We used transliteration and back-translation procedures (Brislin, 1970) to translate the
SWLS into Romanian. Transliteration entails greater concern for preserving the psychological
meaning of an item than for deriving a literal translation. Back-translation (Butcher & Gur, 1974)
involves a subsequent re-translation of Romanian items into English to maximize their similarity
in meaning, linguistic form, and readability to the source instrument.
A philologist with a master’s degree translated the SWLS from English into Romanian.
Another master’s-degreed philologist back-translated Romanian items into English without
having seen the original English version of the SWLS. A professor of philology with a doctorate
provided input when either translator encountered linguistically challenging items. All three
members of the translation team were volunteers. After considering cultural idiosyncrasies,
idiomatic expressions, and grammatical and syntactical errors, one disputed item was modified
until the Romanian version was deemed equivalent by the entire team to the original SWLS. Both
versions of the SWLS are presented below.
We used the bilingual retest technique to determine the equivalence of our
translation (Butcher & Gur, 1974). We recruited bilingual students to complete the
original English and Romanian versions of the SWLS in counterbalanced order 2
weeks apart. Students gave informed consent and completed the measures
anonymously after providing a code that would allow only them to identify their
completed scores if they so desired.
To evaluate the equivalence of the Romanian translation, we performed a t-test for
correlated samples on scores for English and Romanian versions of the SWLS. Means for the
English SWLS (M = 22.61, SD = 4.77) and Romanian SWLS (M = 23.89, SD = 5.37) were not
statistically different, t(17) = 1.54, p > .05 (see Table 1). We then determined the test-rest
reliability of the Romanian SWLS by correlating the scores obtained from both test
administrations, r(16) = .78, p < .01. The results (see Table 2) are consistent with previous
international research reported by Pavot and Diener (1993) as well as with recent research
conducted in Romania (Marian, 2007), which found a similar test-retest reliability coefficient,
r(391)=.69, p < .01.
Table 1. Means, Standard Deviations, and t-test for English and Romanian Versions of the SWLS
Scale English Version Romanian Version
Mean SD Mean SD t- test
Satisfaction With Life Scale 22.611 4.767 23.889 5.368 1.544
Table 2. Pearson Product-Moment Correlation (r) Showing the Test-Retest Reliability of the
Scale Pearson Correlation
Satisfaction With Life Scale 0.783*
*p < 0.01
Given no significant difference between means for the English and Romanian forms of the
SWLS, we conclude that our translation yielded an equivalent version of the SWLS. Given the
strong positive correlation between the original and translated versions of the SWLS, we further
conclude that the Romanian SWLS has high short-term temporal stability, a finding that dovetails
with those of other studies (Diener et al., 1985; Marian, 2007).
Having constructed an equivalent version of the SWLS in the Romanian language and
demonstrated its temporal stability, we then proceeded to investigate the concurrent and
convergent validity of the Romanian SWLS by comparing it to other highly regarded instruments
that have been translated into Romanian and which tap constructs that are theoretically related to
subjective well-being.

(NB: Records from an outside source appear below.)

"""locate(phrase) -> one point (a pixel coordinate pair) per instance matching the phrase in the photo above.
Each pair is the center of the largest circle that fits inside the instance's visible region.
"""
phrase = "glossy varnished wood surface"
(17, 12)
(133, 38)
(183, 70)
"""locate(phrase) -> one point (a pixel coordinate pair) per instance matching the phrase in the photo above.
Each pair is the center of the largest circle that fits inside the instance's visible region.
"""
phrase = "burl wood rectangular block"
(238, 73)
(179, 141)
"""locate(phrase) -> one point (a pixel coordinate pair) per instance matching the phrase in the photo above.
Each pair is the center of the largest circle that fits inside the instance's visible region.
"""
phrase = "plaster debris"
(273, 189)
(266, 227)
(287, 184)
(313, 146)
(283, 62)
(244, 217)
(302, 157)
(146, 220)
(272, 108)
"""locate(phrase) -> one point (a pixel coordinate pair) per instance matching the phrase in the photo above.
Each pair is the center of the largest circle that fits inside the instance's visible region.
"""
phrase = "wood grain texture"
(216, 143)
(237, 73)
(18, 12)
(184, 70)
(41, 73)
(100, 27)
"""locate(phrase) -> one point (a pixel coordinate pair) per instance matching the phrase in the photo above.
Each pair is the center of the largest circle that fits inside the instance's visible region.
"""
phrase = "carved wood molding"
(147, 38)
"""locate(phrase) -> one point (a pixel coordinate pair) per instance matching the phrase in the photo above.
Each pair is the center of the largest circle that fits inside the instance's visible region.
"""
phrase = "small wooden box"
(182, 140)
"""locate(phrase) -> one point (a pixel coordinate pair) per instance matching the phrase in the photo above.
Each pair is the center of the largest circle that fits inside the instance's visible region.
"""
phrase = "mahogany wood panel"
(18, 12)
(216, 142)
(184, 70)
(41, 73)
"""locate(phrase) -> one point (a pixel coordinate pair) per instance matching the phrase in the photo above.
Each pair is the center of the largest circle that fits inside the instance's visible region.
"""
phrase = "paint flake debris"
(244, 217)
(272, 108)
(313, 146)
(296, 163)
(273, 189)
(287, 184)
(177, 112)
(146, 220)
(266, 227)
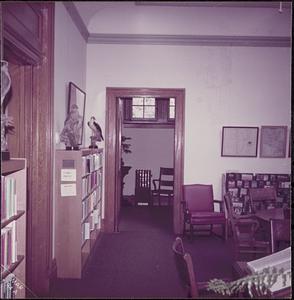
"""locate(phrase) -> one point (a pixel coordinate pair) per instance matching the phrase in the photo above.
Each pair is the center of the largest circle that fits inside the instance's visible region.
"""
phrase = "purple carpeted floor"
(138, 261)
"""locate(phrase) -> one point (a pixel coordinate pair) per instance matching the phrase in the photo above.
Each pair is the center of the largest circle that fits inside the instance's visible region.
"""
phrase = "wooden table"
(268, 214)
(241, 269)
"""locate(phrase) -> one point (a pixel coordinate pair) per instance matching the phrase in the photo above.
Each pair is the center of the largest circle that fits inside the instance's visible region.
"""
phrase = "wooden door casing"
(31, 65)
(112, 156)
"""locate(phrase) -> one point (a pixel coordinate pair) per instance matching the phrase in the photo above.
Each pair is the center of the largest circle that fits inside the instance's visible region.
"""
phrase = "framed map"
(239, 141)
(273, 141)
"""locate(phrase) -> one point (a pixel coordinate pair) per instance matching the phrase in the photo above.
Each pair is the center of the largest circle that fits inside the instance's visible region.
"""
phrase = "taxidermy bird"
(96, 132)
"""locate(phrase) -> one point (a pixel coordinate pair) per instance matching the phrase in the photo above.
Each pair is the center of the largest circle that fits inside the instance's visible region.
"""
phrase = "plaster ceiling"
(88, 9)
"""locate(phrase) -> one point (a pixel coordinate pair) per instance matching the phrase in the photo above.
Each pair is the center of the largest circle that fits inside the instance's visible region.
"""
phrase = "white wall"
(69, 65)
(128, 18)
(151, 148)
(225, 86)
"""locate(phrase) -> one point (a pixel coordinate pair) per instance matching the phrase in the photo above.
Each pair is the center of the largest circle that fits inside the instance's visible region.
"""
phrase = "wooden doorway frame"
(113, 148)
(32, 108)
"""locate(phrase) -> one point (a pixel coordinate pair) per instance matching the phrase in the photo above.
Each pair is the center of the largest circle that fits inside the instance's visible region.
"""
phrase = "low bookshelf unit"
(13, 228)
(78, 208)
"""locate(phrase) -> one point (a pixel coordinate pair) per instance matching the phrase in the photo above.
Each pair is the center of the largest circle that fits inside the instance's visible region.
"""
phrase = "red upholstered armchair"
(198, 205)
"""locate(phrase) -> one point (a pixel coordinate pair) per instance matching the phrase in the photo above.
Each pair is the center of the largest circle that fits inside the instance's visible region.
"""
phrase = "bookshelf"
(13, 228)
(78, 208)
(239, 183)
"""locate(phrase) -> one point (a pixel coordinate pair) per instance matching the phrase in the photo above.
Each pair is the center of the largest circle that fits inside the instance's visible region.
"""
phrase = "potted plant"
(257, 285)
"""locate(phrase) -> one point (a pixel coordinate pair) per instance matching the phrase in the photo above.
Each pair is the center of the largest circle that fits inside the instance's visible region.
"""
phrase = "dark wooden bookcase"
(239, 183)
(78, 208)
(15, 168)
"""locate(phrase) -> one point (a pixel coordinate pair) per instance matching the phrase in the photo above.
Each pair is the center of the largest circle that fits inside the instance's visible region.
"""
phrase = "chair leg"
(191, 230)
(225, 231)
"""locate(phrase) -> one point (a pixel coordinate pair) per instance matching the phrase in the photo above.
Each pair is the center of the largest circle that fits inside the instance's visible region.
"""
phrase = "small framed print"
(273, 140)
(239, 141)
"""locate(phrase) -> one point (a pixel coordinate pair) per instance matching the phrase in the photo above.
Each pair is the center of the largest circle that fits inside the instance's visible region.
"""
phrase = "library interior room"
(146, 149)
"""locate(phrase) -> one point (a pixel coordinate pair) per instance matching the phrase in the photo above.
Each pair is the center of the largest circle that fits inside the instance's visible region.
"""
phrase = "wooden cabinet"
(239, 184)
(78, 208)
(13, 228)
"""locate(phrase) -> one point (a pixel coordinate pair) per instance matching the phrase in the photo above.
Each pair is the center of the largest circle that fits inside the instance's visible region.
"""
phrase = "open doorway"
(147, 147)
(114, 118)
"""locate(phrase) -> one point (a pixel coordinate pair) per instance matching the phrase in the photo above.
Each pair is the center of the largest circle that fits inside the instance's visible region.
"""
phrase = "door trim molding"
(111, 150)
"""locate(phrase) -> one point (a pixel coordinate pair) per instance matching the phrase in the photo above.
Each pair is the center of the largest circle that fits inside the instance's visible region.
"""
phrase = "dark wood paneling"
(32, 106)
(112, 156)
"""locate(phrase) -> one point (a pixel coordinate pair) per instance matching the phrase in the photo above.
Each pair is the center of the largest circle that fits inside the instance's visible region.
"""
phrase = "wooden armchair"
(199, 208)
(143, 186)
(262, 198)
(280, 232)
(245, 229)
(164, 186)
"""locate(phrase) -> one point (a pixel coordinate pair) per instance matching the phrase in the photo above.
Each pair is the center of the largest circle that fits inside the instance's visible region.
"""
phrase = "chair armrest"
(154, 183)
(221, 204)
(248, 221)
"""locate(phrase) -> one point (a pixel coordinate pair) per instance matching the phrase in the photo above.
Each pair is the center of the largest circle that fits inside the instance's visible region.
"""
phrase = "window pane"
(171, 112)
(138, 101)
(137, 112)
(149, 112)
(149, 101)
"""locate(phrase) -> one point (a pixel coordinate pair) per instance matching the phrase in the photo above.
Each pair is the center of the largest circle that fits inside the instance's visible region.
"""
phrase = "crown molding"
(236, 4)
(76, 18)
(189, 40)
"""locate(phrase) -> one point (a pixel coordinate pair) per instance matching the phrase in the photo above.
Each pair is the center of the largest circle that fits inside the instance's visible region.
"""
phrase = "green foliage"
(260, 282)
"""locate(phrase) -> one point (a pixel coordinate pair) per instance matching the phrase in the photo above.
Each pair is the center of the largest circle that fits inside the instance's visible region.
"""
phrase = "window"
(149, 112)
(143, 108)
(172, 108)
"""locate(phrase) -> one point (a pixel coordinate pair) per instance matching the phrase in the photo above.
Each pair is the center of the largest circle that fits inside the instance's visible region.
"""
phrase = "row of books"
(240, 183)
(93, 222)
(8, 287)
(258, 176)
(8, 245)
(89, 203)
(8, 197)
(89, 182)
(91, 163)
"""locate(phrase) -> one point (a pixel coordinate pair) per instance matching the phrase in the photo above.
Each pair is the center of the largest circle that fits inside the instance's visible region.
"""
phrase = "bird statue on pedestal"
(96, 133)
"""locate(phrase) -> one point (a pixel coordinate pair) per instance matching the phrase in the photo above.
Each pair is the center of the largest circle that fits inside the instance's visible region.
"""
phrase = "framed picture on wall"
(273, 140)
(76, 107)
(239, 141)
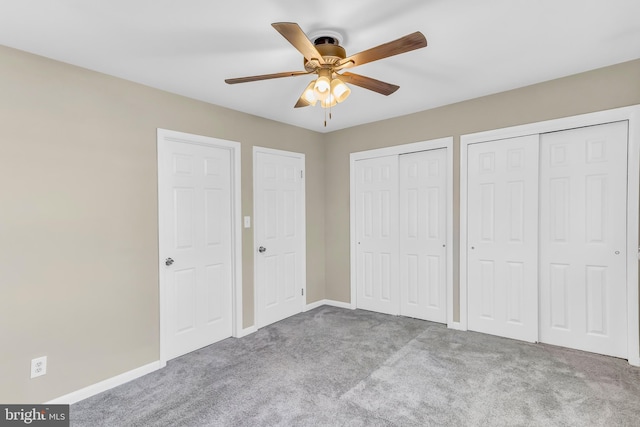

We also explored the factor structure of the Romanian SWLS.
We recruited 73 volunteers, 12 of whom were men (16.44%) and 61 women (83.56%).
The sample ranged in age from 19-50 years of age (M = 28.7, SD = 7.92). Most were ethnically
Romanian (85.0%), Orthodox (84.0%), university-educated (52.8%), never married or engaged
(50.7%), and without children (46.9%). The sample reported a median monthly income of 200-
We selected and administered five instruments that we considered to be psychometrically
sound and appropriate for demonstrating the concurrent and convergent validity of the Romanian
SWLS: the Romanian SWLS - Peer Report Version (SWLS Peer), State Self-esteem Scale -
Current Thoughts (SGC; Heatherton & Polivy, 1991; Marian, 2009), Hospital Anxiety Scale
(HAS) and Hospital Depression Scale (HAD) (Ladea, 2007; Snaith, 2003), and Center for
Epidemiological Studies Depression Scale (CES-D; Radloff, 1977).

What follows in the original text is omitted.